Rutgers beat Nebraska and won at Penn State and Young had got his groove back. A lefty, Young’s a tough matchup when he’s on, which wasn’t enough last year and is a big reason many consider him a key this season.

Defensively he can be a game changer. He was at his best against the Big Ten’s best backcourt stars, and his play at that end elevated the Knights. His quickness creates problems for foes at both ends. He was fourth on the team in scoring, and his steal rate of 3.4 percent in conference games led the Big Ten. He also bumped up his scoring average to 9.1 points in league games.

Rutgers’ leading scorer in conference play and overall was 6-6, 245-pound junior Ron Harper, Jr. (12.1 ppg, 5.8 rpg, .452 FG), as dynamic a scorer as the Knights have had under Pikiell, thus the back-to-back honorable mention all-conference honors for the son of the former five-time NBA champion.
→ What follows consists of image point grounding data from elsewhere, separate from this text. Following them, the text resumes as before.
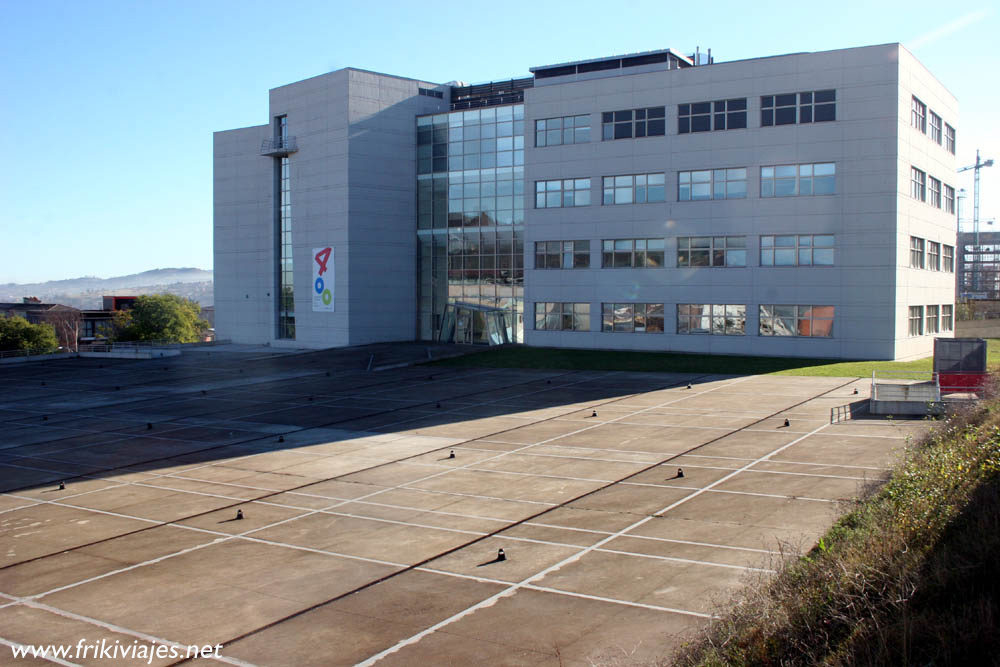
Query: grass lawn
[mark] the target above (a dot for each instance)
(521, 356)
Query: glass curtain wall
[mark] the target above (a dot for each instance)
(470, 220)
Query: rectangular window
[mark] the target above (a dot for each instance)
(633, 123)
(947, 323)
(918, 184)
(810, 321)
(936, 128)
(791, 180)
(635, 189)
(935, 189)
(565, 130)
(949, 199)
(718, 115)
(916, 253)
(698, 251)
(632, 317)
(562, 316)
(797, 250)
(712, 184)
(933, 256)
(715, 319)
(931, 320)
(918, 115)
(916, 320)
(562, 193)
(813, 107)
(632, 253)
(562, 254)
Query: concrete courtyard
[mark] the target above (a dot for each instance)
(364, 541)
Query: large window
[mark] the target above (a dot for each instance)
(712, 184)
(562, 254)
(705, 116)
(565, 130)
(635, 189)
(918, 115)
(916, 320)
(557, 316)
(632, 253)
(916, 253)
(695, 251)
(633, 123)
(632, 317)
(791, 180)
(812, 321)
(918, 184)
(562, 193)
(814, 107)
(709, 318)
(797, 250)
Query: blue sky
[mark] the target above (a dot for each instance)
(112, 105)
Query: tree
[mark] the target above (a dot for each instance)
(161, 317)
(16, 333)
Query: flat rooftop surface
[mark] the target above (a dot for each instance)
(364, 541)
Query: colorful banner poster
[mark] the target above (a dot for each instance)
(323, 280)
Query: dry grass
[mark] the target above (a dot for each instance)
(910, 576)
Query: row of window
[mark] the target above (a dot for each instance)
(692, 318)
(931, 319)
(694, 251)
(931, 255)
(787, 109)
(792, 180)
(929, 189)
(919, 116)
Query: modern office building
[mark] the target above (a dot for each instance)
(796, 205)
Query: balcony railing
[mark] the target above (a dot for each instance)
(278, 147)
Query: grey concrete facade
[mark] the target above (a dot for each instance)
(354, 179)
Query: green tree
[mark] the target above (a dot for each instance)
(161, 317)
(16, 333)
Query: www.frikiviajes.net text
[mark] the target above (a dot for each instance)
(112, 650)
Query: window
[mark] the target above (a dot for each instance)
(800, 250)
(949, 199)
(637, 189)
(936, 128)
(562, 254)
(562, 316)
(918, 115)
(811, 321)
(632, 253)
(695, 251)
(916, 253)
(649, 122)
(712, 184)
(935, 192)
(705, 116)
(916, 320)
(933, 256)
(565, 130)
(931, 320)
(564, 193)
(632, 317)
(947, 323)
(918, 184)
(815, 107)
(792, 180)
(717, 319)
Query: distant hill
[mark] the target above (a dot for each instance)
(86, 292)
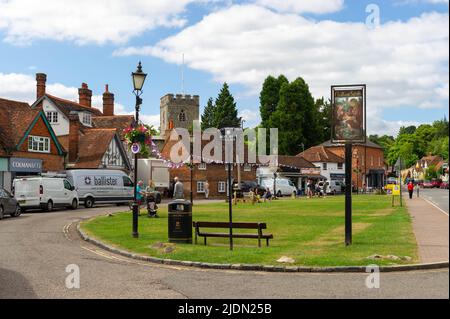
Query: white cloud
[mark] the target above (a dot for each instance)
(303, 6)
(86, 21)
(22, 87)
(402, 63)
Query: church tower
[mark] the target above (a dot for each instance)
(178, 111)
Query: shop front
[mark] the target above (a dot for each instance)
(17, 167)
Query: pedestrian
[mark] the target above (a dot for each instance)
(206, 189)
(178, 189)
(410, 189)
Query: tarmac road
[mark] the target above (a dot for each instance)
(437, 196)
(36, 248)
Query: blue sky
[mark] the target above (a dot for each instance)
(404, 61)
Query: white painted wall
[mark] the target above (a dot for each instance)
(62, 127)
(332, 168)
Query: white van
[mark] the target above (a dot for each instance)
(105, 186)
(283, 186)
(44, 192)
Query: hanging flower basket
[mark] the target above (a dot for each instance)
(142, 134)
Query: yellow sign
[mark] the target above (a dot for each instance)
(396, 190)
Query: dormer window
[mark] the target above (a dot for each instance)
(182, 116)
(52, 117)
(86, 119)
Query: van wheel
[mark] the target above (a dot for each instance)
(89, 202)
(17, 212)
(74, 204)
(49, 206)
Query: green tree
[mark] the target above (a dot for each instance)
(323, 109)
(208, 115)
(295, 118)
(269, 97)
(225, 113)
(407, 130)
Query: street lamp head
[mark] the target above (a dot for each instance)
(138, 78)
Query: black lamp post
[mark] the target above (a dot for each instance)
(138, 82)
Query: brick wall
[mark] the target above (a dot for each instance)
(214, 174)
(50, 161)
(374, 159)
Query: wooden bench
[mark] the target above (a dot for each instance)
(258, 226)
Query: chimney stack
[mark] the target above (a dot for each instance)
(74, 127)
(84, 95)
(108, 102)
(41, 79)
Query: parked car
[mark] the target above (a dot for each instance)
(333, 187)
(8, 204)
(436, 183)
(106, 186)
(284, 186)
(427, 184)
(45, 193)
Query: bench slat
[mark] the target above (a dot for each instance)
(227, 225)
(237, 235)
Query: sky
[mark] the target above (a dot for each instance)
(398, 48)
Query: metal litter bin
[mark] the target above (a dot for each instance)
(180, 221)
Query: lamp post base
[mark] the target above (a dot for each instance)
(135, 233)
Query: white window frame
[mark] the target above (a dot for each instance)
(86, 118)
(52, 117)
(200, 187)
(222, 187)
(37, 142)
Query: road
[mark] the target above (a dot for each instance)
(36, 248)
(437, 196)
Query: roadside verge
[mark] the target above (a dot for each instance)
(254, 267)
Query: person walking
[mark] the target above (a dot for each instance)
(206, 189)
(410, 189)
(178, 189)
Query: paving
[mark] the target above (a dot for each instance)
(36, 248)
(431, 227)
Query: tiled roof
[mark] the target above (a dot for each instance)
(15, 118)
(67, 106)
(118, 122)
(92, 146)
(367, 144)
(321, 154)
(295, 161)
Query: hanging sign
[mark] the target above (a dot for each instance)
(348, 114)
(135, 148)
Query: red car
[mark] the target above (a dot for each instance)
(427, 184)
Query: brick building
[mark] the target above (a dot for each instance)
(92, 139)
(204, 170)
(28, 144)
(368, 166)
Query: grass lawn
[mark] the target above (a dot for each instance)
(311, 231)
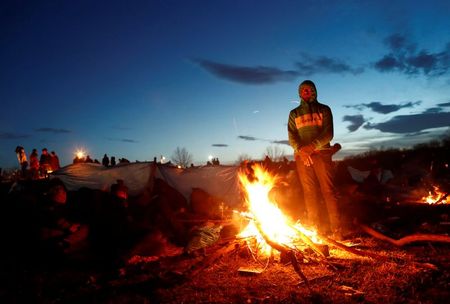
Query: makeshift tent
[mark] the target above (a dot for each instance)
(219, 181)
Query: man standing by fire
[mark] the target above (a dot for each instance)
(310, 129)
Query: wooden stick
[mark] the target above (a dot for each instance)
(350, 249)
(407, 239)
(289, 252)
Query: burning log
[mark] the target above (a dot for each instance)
(285, 250)
(407, 239)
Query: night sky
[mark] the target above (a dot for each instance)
(137, 79)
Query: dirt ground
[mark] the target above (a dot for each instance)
(417, 273)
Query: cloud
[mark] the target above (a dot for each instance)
(53, 130)
(412, 123)
(445, 104)
(322, 64)
(281, 142)
(356, 121)
(378, 107)
(8, 135)
(123, 140)
(405, 58)
(251, 138)
(247, 75)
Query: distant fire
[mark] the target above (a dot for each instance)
(80, 154)
(436, 197)
(265, 216)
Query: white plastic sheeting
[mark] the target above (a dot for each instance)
(219, 181)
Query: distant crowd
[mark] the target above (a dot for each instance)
(38, 166)
(106, 161)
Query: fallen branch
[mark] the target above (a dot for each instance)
(283, 249)
(407, 239)
(350, 249)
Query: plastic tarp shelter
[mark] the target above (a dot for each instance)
(219, 181)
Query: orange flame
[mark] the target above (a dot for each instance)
(435, 197)
(275, 225)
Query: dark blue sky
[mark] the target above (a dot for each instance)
(138, 79)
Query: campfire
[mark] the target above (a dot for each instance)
(267, 223)
(436, 196)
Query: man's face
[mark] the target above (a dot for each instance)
(307, 93)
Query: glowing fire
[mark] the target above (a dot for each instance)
(265, 214)
(80, 154)
(436, 197)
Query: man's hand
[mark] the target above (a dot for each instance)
(305, 155)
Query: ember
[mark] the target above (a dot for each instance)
(267, 221)
(436, 197)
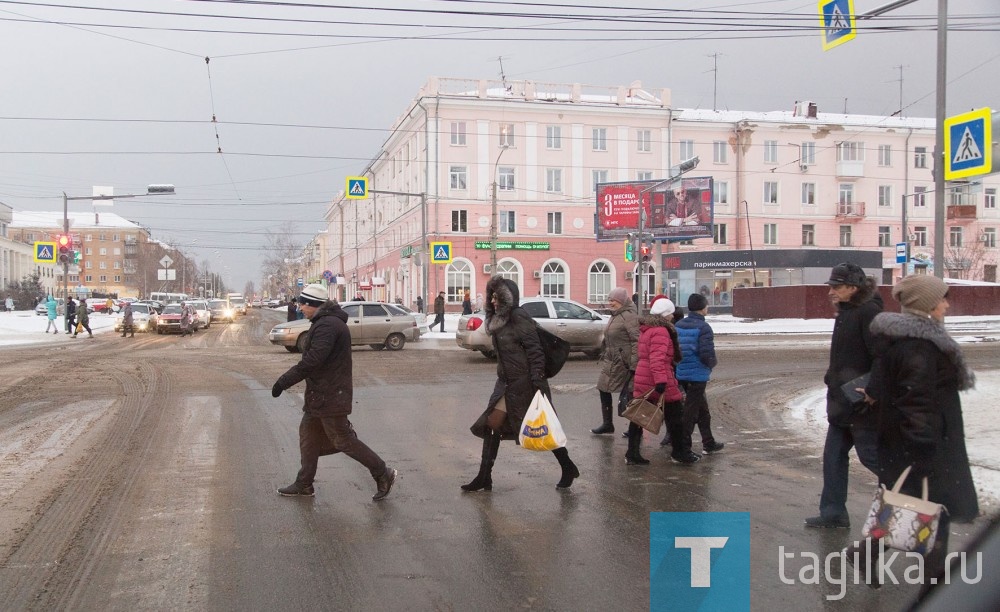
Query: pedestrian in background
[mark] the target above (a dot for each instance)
(439, 312)
(82, 320)
(520, 373)
(852, 352)
(919, 371)
(697, 342)
(52, 310)
(619, 357)
(327, 369)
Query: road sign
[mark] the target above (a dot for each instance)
(357, 188)
(45, 252)
(968, 142)
(837, 22)
(440, 252)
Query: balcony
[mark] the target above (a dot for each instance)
(850, 211)
(962, 212)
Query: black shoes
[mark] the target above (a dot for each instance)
(714, 447)
(818, 522)
(687, 459)
(384, 484)
(297, 489)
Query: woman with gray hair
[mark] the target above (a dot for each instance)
(620, 354)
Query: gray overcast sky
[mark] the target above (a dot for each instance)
(118, 92)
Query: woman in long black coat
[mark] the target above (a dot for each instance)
(520, 373)
(918, 373)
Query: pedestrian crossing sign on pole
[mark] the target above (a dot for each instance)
(45, 252)
(440, 252)
(836, 19)
(357, 188)
(968, 144)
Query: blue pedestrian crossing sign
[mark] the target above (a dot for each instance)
(357, 188)
(45, 252)
(968, 142)
(440, 252)
(837, 22)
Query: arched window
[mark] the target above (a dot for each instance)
(601, 281)
(553, 280)
(459, 279)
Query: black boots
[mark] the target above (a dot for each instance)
(632, 456)
(484, 479)
(570, 471)
(607, 426)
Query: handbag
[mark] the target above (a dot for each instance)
(645, 413)
(901, 521)
(541, 429)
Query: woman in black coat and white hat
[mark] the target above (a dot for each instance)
(520, 373)
(918, 373)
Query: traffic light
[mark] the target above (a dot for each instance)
(62, 243)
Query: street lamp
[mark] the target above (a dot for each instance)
(155, 189)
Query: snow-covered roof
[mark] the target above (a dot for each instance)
(77, 220)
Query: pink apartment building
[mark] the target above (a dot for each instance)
(794, 193)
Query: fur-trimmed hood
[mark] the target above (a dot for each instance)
(896, 326)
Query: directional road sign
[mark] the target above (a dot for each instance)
(837, 23)
(440, 252)
(968, 142)
(45, 252)
(357, 188)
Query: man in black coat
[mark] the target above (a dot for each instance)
(326, 368)
(852, 352)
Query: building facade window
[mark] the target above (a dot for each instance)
(720, 152)
(884, 156)
(553, 280)
(553, 180)
(601, 282)
(459, 221)
(885, 196)
(770, 233)
(459, 176)
(884, 236)
(809, 235)
(770, 151)
(458, 133)
(553, 137)
(643, 141)
(599, 139)
(555, 222)
(770, 192)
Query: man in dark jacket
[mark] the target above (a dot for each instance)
(326, 368)
(697, 342)
(852, 352)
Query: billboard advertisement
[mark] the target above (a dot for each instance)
(682, 210)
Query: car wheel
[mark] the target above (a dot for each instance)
(395, 342)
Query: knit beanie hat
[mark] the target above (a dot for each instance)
(696, 302)
(661, 306)
(619, 295)
(919, 293)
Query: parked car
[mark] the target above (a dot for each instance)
(376, 324)
(221, 311)
(581, 326)
(143, 317)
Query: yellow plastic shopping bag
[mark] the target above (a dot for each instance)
(540, 429)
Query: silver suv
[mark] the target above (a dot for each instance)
(581, 326)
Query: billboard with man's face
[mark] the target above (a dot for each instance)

Harper should be in line for more accolades this season. “He’s the first guy I’ve had since I’ve been here that [other teams] have to figure out if they’re going to cover him with a guard or a big guy,” Pikiell says. “He’s a three-level scorer, which we haven’t had either. He’s an all-league caliber guy and a real hard match-up for people.” Harper was second on the team in rebounding and was at his best taking the ball off the defensive glass and starting the break. He has great vision, and when he’s on the offensive end, he can score inside, has inklings of his father’s great mid-range game and can also shoot the 3 (team-high 38 3s at .349). Harper can play big guard or small forward, and the Knights are loaded on the wings and come at opponents in waves.